I often blush for the cheap Americans with loud voices and provincial
speech, and general commonness, whom one meets over here; but with all
their faults they cannot approach the vulgarities at table which I
have seen in Paris. In all America we have no such vulgar institution
as their _rince-bouche_--an affair resembling a two-part finger-bowl,
with the water in a cup in the middle. At fashionable tables, men and
women in gorgeous clothes, who speak four or five languages, actually
rinse their mouths and gargle at the table, and then slop the water
thus used back into these bowls. The first time I saw this I do assure
you I would not have been more astonished if the next course had been
stomach pumps.
And as for the toothpick habit! Let no one ever tell me that that
atrocity is American! Here it goes with every course, and without the
pretended decency of holding one's _serviette_ before one's mouth,
which, in my opinion, is a mere affectation, and aggravates the
offence.
But the most shameless thing in all Europe is the marriage question.
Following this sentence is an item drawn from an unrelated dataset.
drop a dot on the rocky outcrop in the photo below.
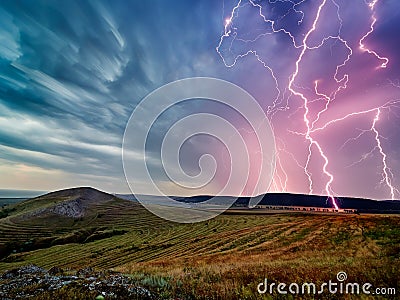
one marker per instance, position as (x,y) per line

To talk with intelligent, clever, thinking men and women, who know the
secret history of all the famous international marriages, as well as
the high contracting parties, who will relate the price paid for the
husband, and who the intermediary was, and how much commission he or
she received, is to make you turn faint and sick at the mere thought,
especially if you happen to come from a country where they once fought
to abolish the buying and selling of human beings.